The whole and its parts

The whole & its parts

Not good enough?

Most often, failures become the validation that one isn’t good enough. Everyone worked hard and was well prepared, and yet, the project ended up being a failure.

The next step can be to blame circumstances, to blame oneself, or to blame others. If the market wasn’t as bad as it is. If I had paid attention to those details telling us how this new product is coming up. If our supplier had been faster. All these blames can be brought back to oneself and how performance could have been so much better, thus confirming that one isn’t good enough.

While all of these points might have been valid, looking back at them is focusing on things that were beyond one’s control. They didn’t happen, and the simple reason is that things have been assessed and decided differently. It has been done in good faith, otherwise, things would have stopped or been done differently.

How do you assess if one is good enough, then?

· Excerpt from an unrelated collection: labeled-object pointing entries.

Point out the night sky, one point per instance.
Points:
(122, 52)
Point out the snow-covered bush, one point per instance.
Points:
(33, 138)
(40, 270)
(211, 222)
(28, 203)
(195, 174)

By the choice you make when responding to the situation. Do you give up? Do you choose to end the project and accept sunk costs? Do you review the project and think about ways to solve the situation?

Giving up leads to assuming that one isn’t good enough and can’t do anything about it.

Accepting sunk costs may be a way to accept that one wasn’t good enough, moving away from the project too. However, none of these choices imply that one will not improve in the future. They are a choice to investigate where and how one may be good enough.

Reviewing the project and seeking ways to solve or change the situation may also be a way to notice when and how one hasn’t been good enough. But here again, the action shows the path to learning and the assumption that things can change.